Sustainable Aviation Fuel (SAF) has been highlighted as an eligible option for carriers to meet their obligations under the Carbon Offsetting and Reduction Scheme for International Aviation (CORSIA). Thus, with net-zero ambitions on the agenda among numerous governments worldwide, a push toward a SAF-friendly industry is required.
Despite SAF being touted as an integral solution to cut down on carbon emissions, it is generally far more expensive than standard jet fuel. Subsequently, airlines have shared their concerns regarding the price of SAF, especially since they are expected to meet carbon reduction targets.
IATA previously noted that with the right policy support, SAF could make up 2% of all aviation fuel by the middle of this decade. Thus, 2025 is set to become a tipping point in SAF’s competitiveness with fossil fuels. Once this benchmark has been reached, SAF will be on its way to becoming the main source of aviation fuel. After all, the cost is a prime reason why several airlines have been slow in adopting SAF.
In 2020, the overall cost of jet fuel was $0.5 per liter. Meanwhile, the cost of SAF was $1.1 per liter. So, SAF was more than double the price of conventional jet fuel.
Nonetheless, we’ve already seen the cost of jet fuel spike amid political and social crises this year. According to Jet-A1-Fuel.com, the price of A1 fuel as of April 29th is around $1.11 per liter in the United States.
The upcoming trend
While the current price is the result of a global crisis and isn’t a reflection of a natural trajectory, the general price of conventional jet fuel is expected to rise each year while the rate of SAF (HEFA) is anticipated to drop. At the Sustainable Skies Summit in Farnborough, England, earlier this month, which Simple Flying attended, engine powerhouse CFM International highlighted that the annual escalation factor for conventional jet fuel is 1%. Meanwhile, the annual escalation factor for CO2 compliance cost is 3.5%, piling on the fees for operators in this department.
In comparison, the average efficiency factor for SAF is 2.25%. Altogether, with effective policies, SAF price could be equal to jet fuel and CO2 emission costs by approximately 2037.
The price of SAF is expected to drop considerably later this decade, while the price of conventional jet fuel is predicted to rise sharply in the coming years. Photo: Neste
We’ve already seen a significant deployment increase from airlines in the last three years. In 2019, carriers committed to 40 million liters of SAF. There was then a 55% jump in 2020 to 80 million liters, leaping again to 120 million liters in 2021.

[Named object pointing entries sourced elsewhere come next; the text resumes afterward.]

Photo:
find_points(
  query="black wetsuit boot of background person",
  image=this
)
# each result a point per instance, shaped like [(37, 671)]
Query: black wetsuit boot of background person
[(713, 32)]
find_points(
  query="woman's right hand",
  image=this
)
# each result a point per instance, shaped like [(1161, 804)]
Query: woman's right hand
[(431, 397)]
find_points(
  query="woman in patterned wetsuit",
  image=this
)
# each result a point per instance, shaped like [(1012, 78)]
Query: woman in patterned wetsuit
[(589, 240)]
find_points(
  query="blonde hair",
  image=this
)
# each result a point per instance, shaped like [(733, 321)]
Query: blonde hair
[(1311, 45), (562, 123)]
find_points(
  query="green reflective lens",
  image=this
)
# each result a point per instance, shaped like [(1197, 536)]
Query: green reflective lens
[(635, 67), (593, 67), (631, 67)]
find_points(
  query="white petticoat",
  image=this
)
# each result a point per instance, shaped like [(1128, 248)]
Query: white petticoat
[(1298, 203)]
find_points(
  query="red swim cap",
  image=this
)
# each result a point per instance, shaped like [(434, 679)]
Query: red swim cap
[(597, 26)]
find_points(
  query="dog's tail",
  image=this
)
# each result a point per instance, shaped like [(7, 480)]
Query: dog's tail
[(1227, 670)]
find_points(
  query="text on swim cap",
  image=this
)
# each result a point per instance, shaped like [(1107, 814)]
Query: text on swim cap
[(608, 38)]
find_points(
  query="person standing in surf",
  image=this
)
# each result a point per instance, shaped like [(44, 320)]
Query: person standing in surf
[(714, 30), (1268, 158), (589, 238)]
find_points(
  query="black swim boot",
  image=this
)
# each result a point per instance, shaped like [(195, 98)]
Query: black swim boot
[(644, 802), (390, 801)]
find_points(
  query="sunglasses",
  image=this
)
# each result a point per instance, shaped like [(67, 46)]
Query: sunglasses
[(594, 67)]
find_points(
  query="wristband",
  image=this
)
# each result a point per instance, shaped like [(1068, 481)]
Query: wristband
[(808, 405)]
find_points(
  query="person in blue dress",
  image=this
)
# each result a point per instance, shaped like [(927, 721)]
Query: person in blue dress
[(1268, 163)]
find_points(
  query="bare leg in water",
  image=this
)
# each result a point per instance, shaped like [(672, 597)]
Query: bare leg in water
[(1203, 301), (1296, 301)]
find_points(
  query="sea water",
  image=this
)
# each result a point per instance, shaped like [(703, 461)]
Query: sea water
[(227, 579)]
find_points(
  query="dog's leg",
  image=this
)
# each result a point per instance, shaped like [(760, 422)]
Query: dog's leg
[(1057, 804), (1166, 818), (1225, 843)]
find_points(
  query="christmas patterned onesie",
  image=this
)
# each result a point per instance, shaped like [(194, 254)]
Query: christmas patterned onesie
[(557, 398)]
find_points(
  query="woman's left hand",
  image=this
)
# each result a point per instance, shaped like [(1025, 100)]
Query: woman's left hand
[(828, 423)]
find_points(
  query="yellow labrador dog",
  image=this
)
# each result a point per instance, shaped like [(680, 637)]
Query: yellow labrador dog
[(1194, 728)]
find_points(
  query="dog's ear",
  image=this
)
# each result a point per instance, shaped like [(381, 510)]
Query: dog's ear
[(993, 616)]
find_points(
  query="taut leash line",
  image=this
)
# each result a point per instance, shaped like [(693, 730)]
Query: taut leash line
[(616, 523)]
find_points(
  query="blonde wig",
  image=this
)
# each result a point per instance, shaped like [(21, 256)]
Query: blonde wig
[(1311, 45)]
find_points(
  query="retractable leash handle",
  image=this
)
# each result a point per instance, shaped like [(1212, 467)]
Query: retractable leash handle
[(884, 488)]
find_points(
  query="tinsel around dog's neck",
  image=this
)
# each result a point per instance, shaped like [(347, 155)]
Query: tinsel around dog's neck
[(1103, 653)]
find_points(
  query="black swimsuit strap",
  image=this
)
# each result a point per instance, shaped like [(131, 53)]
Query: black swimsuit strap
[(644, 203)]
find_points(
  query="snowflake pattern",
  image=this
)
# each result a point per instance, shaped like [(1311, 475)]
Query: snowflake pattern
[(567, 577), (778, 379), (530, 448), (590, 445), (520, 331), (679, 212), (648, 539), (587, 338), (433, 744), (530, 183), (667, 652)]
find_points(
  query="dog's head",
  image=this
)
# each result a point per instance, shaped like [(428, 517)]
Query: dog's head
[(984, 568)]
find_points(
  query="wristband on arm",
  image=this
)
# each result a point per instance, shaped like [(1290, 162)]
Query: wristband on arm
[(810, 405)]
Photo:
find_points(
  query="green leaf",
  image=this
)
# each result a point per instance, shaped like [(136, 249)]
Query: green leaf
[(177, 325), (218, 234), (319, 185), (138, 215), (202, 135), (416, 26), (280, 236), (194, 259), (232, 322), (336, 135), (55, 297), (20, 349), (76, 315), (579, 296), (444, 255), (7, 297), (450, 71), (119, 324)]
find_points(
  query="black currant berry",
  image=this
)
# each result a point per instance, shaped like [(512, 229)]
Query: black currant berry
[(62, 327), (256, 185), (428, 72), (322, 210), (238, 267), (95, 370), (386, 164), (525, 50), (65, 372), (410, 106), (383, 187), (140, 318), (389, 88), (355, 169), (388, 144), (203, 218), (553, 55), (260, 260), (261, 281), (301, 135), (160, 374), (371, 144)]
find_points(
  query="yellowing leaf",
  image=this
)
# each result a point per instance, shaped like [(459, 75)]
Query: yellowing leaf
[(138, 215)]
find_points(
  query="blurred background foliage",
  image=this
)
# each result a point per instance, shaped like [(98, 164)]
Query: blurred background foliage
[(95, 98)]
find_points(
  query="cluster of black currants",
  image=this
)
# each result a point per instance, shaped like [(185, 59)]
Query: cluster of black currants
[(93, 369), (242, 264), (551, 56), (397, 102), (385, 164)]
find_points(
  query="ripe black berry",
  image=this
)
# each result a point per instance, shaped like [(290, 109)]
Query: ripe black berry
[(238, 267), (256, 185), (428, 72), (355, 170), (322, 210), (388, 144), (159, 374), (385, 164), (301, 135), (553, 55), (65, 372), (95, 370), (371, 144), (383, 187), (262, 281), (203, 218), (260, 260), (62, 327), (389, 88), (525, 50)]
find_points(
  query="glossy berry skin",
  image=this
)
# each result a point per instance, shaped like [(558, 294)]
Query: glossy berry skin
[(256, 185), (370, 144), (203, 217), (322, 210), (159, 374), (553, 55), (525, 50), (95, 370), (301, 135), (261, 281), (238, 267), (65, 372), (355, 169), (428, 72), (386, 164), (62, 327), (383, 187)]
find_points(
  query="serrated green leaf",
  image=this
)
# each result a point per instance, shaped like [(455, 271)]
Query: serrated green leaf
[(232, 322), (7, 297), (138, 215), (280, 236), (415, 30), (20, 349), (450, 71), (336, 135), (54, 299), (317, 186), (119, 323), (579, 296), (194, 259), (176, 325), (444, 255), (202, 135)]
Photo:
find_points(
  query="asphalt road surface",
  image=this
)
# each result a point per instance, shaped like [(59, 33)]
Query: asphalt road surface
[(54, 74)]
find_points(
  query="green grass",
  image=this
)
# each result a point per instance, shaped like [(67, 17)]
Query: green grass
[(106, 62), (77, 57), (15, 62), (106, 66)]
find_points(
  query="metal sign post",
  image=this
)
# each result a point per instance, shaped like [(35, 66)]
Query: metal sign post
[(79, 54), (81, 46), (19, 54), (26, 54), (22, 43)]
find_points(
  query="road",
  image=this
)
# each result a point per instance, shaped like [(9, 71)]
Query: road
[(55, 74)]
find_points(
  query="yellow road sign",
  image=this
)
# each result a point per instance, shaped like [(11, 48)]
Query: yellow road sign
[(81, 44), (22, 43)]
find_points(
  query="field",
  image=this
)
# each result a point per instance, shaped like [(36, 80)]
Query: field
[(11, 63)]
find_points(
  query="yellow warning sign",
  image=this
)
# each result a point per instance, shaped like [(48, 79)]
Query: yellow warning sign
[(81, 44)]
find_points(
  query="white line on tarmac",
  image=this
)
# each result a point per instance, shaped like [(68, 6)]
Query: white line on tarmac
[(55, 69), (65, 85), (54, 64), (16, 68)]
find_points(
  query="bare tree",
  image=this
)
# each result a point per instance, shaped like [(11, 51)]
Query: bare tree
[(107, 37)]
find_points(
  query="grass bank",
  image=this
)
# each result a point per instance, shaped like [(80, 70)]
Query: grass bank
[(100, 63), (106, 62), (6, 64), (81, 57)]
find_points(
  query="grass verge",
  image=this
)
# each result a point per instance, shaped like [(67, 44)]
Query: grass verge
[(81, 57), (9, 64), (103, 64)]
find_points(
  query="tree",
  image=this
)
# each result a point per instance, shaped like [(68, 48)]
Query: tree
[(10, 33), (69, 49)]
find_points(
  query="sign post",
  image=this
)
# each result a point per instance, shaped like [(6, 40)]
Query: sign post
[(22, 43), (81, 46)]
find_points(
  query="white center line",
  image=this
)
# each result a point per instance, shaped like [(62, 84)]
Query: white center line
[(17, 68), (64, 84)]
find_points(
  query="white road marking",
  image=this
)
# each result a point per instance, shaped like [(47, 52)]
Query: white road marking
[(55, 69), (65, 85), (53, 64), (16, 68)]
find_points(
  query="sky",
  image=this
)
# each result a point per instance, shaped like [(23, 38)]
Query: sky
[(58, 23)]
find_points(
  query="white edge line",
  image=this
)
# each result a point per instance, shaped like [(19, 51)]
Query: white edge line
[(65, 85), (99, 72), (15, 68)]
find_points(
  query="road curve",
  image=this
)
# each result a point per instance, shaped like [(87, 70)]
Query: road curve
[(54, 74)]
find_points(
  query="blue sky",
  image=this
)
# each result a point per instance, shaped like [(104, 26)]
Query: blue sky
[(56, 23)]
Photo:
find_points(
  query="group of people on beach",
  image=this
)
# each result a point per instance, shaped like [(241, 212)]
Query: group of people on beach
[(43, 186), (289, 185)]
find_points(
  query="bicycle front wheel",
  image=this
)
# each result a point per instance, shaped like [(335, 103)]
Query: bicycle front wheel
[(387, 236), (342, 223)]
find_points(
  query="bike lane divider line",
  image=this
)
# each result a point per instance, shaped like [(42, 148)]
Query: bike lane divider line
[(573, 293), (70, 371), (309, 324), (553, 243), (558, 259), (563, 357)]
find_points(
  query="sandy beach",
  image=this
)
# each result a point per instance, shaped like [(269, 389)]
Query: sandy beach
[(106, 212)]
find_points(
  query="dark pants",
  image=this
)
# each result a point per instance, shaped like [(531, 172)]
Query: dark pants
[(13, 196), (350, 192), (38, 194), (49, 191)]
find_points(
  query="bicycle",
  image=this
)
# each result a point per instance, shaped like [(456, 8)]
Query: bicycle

Just last fall, CFM worked with Airbus to deploy an A319neo with 100% SAF. Additionally, Airbus expanded its experiments to the A380 last month. All of Airbus’ aircraft are currently 50% SAF blend compatible. However, the manufacturer is looking to raise this percentage to 100% by 2030.
CFM International president and CEO Gaël Méheust shared the following at the Sustainable Skies Summit:
“Don’t let anyone tell you that we can’t fly with 100% SAF. We’ve demonstrated it, and we will continue to work to gather information and tell authorities that we need to raise the 50% all the way to 100%.”
While SAF will be a driving force in the sustainability journey, it’s not the silver bullet. Notably, hydrogen-electric technology will play a significant role in the green transformation. Méheust calls hydrogen the true zero-carbon solution due to its potentially environmentally-friendly methods of utilization.
All in all, government policy will be the catalyst to help SAF become competitive with the support of cost-effective production methods. By the time the 2030s arrive, we can expect a new-look fuel industry.